Posts Tagged ‘professional judgement’

This week’s HEAL event: Lisa Forsberg speaking on ‘Enhancement and lifestyle interventions, and the lawfulness of medical treatment’

In 2015, Bioethics, Meetings on March 16, 2015 at 12:57 pm

We’re delighted to be welcoming Lisa Forsberg to Southampton on Wednesday 18 March, to present on ‘Enhancement and lifestyle interventions, and the lawfulness of medical treatment’. Lisa’s seminar will run from 3-4pm in room 4055/4. All welcome.

Abstract ‘Enhancement’ procedures, or interventions that are claimed to go beyond the mere restoration of health, have received considerable attention in the ethics literature and in popular fora, but the law’s ability to accommodate such interventions has remained an underexplored topic. Parties to the ‘enhancement’ debate often proceed from the assumption that ‘enhancement’ either ‘should be legalised’, or should not be. However, it is not in fact the case that ‘enhancement’ interventions are not currently regulated.
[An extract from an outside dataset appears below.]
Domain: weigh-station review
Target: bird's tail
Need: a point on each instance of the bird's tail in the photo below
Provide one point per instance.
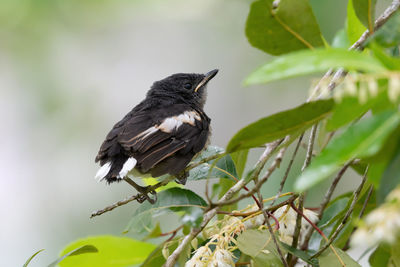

Moreover, intervetions would not, under the current legal regime, be unlawful on the basis that they were ‘enhancement’ interventions, that is, whether an intervention is appropriately designated as an ‘enhancement’ or a ‘treatment’ is not determinative of its lawfulness. Rather, decisions about whether an ‘enhancement’ intervention should be provided are largely delegated to the medical profession, or indeed individual physicians, to be made on an ad hoc basis, in accordance with their ‘professional judgement’. It remains unclear, however, how physicians’ ‘professional judgement’ is expected to help them arrive at answers that track morally relevant considerations. It is argued here, that in the absence of guidance regarding how and on what basis such decisions should be made, physicians’ decisions are unlikely to track morally relevant considerations, and that where this is the case, this may unjustifiably interfere with patient autonomy.